То обстоятельство, что памятник сказавшего эти слова находится в саду Реального училища и именно по правую его сторону, конечно не случайность для того, кто привык даже в незначительных явлениях открывать некую символическую значимость.

«Жить для меня значит — играть на сцене, играть значит — жить».

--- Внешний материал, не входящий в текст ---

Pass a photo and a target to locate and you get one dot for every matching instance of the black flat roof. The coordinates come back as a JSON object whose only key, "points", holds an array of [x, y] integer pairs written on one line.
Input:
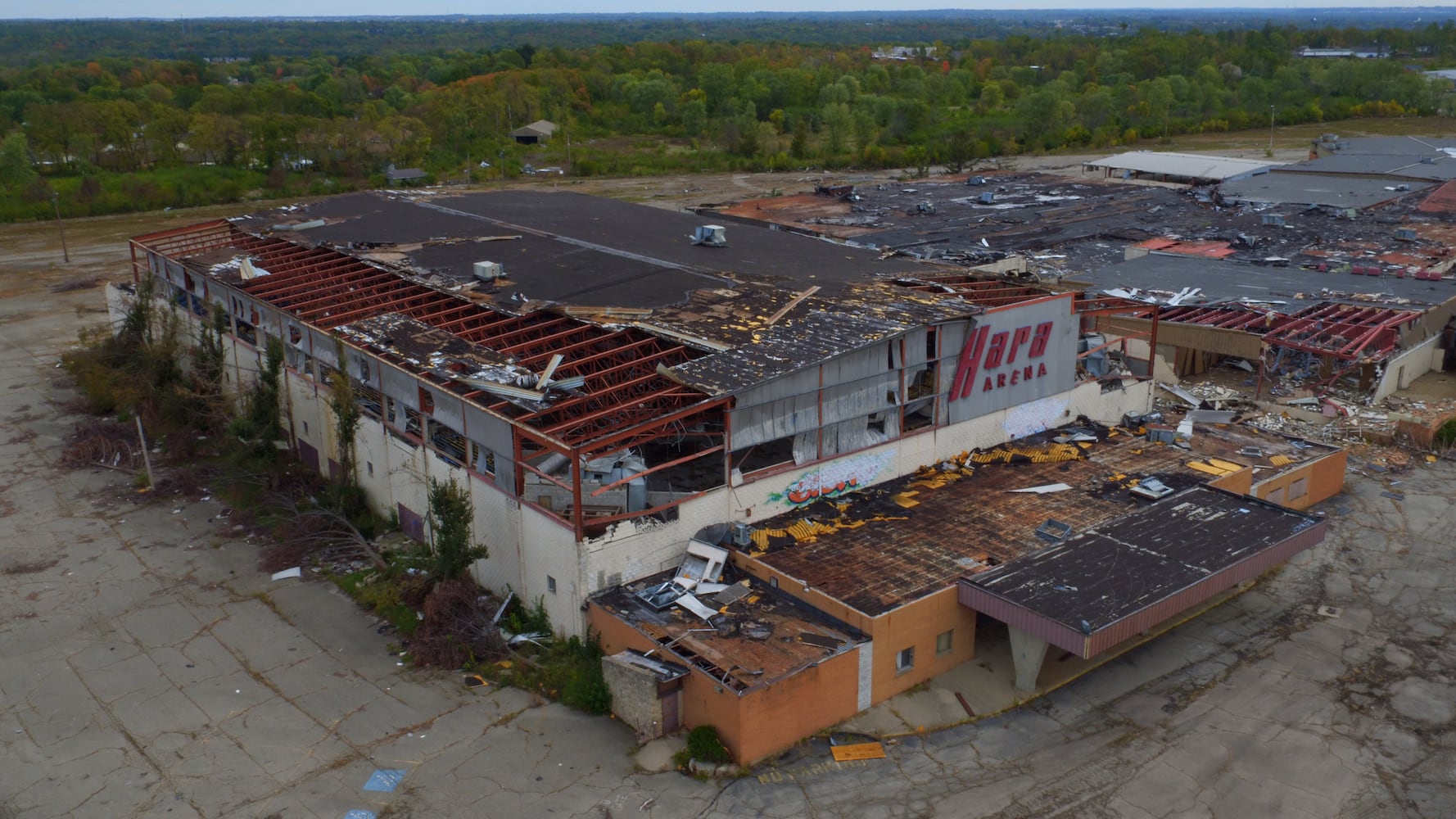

Эти слова — второе солнце Суджи, искупающее в глазах театрала-географа всю дрянность, неказистость и мизерность ее городского «благоустройства».

Эти золотые слова М. С. Щепкин сказал не за себя только, а за нас всех.

Если мы внимательней присмотримся к облику нашей жизни, поскольку она раскрывается именно в облике своем, мы непременно придем к убеждению, что чуть не каждая минута нашей жизни (нашей собственной жизни) — театр и притом театр самый настоящий.

Каждую минуту мы представляем себе что-либо в действии! — бываем и драматургами, и режиссерами!

Каждую минуту мы или думаем о будущем, или о прошлом. (Ведь настоящего нет!) Думая, например, о своем деле в будущем, мы как бы видим наглядно (образно-сценично) его осуществление, действующих в нем лиц, которые говорят то-то и то-то, видим их мимику, жесты («воображаю, какую Иван Иванович рожу скорчит»).

(В этом смысле Ницше подметил «Сцену из комедии, встречающуюся в жизни»[430], где «некто придумывает глубокомысленное мнение о какой-либо теме, чтобы изложить его в обществе»…)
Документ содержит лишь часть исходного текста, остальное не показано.